A friends son along with friends hired a felluca near the Grand Hayatt 
The captain of the felluca cut across the bow of a dining boat only to have horns blown at him then two men in a rib came along side them and jumped on to the felluca and pulled the captain off and sped away leaving 6 lads on a felluca with no idea what to do. The felluca raced off and actually crashed into a berthed yacht on the other side of the river. On his return the captain reported that he had been beaten up and the two men are security for the restaurant boat as there is very little police on the river these boats now have their own security.

If you are on a felluca be very aware that this might happen


----------



## aykalam (Apr 12, 2010)

*More bad news on the Nile*

Ten people went missing early Wednesday morning after a boat sank in the Nile near one of the villages in Edfu, Aswan.

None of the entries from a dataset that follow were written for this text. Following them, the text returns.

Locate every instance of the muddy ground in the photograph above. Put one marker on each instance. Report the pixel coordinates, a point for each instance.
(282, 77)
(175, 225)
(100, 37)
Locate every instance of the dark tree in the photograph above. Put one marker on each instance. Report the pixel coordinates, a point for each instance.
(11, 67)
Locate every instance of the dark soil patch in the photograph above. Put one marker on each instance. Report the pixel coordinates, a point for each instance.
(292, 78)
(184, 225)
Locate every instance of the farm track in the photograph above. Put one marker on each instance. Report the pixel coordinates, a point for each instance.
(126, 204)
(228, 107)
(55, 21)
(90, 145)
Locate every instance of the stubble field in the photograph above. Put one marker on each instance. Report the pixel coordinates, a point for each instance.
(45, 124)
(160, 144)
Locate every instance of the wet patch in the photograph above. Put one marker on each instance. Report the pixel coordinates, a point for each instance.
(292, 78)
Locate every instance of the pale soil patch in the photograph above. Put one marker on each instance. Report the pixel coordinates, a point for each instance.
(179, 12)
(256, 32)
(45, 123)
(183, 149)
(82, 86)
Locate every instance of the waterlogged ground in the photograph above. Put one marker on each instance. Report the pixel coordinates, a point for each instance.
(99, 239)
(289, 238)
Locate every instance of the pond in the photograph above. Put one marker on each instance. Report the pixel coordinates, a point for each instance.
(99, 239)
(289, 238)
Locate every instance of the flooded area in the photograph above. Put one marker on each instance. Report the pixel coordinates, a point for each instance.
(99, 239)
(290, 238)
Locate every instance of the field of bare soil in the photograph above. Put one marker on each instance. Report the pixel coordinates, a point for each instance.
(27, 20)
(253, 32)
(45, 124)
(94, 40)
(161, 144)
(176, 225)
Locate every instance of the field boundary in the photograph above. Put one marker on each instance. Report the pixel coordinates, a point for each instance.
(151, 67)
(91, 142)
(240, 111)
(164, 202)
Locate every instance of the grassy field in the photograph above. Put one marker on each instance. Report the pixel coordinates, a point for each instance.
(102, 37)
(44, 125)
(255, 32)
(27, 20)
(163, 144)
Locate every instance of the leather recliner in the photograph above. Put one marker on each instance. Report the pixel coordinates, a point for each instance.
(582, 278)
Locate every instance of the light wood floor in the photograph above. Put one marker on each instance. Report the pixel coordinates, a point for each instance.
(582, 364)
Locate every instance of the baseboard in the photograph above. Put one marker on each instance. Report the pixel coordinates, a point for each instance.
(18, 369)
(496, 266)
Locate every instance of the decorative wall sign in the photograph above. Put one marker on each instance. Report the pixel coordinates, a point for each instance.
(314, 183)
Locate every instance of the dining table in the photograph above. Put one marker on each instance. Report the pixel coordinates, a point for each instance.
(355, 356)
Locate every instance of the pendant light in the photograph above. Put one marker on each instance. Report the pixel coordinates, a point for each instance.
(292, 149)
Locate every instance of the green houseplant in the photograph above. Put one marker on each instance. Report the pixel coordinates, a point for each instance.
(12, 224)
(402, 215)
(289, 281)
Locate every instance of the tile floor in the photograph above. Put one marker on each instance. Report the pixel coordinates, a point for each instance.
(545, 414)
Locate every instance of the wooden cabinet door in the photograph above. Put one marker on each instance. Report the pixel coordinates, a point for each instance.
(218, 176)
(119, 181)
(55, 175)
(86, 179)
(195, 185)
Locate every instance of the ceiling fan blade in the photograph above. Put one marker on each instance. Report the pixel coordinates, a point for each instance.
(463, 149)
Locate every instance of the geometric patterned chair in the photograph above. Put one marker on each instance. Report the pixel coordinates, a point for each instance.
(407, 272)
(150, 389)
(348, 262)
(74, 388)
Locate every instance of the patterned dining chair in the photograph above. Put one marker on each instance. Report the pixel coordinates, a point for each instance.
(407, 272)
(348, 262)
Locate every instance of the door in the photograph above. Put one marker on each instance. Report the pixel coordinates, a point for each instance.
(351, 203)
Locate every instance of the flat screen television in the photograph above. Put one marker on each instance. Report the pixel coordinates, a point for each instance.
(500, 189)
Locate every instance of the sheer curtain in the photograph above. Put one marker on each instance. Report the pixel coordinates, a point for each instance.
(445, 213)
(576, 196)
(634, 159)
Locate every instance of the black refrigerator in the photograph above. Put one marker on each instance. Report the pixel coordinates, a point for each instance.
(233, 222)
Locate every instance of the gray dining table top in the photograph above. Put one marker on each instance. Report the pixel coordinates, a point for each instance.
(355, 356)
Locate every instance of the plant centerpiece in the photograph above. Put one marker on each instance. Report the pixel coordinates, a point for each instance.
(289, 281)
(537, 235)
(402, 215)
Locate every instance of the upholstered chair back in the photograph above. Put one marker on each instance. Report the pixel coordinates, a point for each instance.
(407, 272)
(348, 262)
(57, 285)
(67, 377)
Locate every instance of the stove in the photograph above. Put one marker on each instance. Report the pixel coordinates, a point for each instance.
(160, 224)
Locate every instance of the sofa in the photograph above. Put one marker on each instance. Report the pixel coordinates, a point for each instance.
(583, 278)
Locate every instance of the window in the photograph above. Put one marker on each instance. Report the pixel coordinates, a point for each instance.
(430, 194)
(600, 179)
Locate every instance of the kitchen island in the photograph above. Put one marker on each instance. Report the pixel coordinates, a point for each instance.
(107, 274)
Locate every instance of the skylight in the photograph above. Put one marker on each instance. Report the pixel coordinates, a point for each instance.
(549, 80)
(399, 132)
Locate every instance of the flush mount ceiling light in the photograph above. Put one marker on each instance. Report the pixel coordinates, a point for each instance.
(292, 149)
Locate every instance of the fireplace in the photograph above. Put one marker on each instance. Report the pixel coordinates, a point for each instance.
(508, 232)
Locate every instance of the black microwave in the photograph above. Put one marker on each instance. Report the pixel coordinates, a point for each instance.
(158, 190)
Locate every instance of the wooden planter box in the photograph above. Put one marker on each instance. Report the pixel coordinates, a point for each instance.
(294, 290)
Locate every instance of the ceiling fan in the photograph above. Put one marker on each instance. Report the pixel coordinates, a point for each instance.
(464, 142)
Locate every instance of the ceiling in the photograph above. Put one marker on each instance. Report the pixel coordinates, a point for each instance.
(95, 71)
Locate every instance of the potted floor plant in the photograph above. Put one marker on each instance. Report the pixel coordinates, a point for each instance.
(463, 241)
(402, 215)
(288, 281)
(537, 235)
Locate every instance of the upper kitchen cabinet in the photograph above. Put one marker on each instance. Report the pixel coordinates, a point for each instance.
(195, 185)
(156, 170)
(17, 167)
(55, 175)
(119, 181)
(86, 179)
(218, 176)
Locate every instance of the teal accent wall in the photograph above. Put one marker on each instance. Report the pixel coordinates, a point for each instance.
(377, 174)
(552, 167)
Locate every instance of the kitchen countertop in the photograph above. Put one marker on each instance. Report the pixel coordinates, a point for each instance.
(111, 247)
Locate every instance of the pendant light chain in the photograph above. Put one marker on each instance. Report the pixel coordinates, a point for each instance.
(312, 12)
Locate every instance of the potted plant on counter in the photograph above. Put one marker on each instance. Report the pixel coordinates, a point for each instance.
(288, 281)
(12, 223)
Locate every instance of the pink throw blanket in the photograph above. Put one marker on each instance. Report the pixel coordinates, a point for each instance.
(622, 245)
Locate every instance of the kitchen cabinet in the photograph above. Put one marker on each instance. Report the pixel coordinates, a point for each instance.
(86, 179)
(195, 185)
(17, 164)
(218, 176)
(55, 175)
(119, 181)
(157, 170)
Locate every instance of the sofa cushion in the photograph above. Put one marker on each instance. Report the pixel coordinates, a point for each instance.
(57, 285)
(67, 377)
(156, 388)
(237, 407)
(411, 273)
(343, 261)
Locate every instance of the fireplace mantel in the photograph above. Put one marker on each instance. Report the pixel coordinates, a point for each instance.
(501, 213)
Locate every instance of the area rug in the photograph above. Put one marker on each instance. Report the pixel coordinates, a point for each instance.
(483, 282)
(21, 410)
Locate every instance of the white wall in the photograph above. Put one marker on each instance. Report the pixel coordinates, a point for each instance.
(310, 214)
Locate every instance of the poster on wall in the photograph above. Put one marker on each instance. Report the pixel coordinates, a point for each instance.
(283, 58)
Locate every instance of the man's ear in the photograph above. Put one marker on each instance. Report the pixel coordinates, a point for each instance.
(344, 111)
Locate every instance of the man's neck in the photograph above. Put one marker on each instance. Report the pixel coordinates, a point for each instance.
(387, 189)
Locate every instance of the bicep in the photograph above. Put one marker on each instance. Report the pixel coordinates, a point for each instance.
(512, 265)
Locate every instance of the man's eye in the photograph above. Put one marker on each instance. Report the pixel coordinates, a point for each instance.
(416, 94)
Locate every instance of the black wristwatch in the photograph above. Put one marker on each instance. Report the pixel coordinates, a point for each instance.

The ferry was transporting a group of passengers on their way to a wedding, six of whom have been rescued, a security official told state news agency MENA.

The official went on to say that a search and rescue team was immediately dispatched and is still looking for passengers around the area where the boat sank. The vessel was owned by a village resident.

Local authorities notified the police to ban any unauthorized boats from operating in the area, according to the same source.

Aswan Governor Major General Mostafa al-Sayed will grant LE5000 in compensation to the families of each victim, the source said.


----------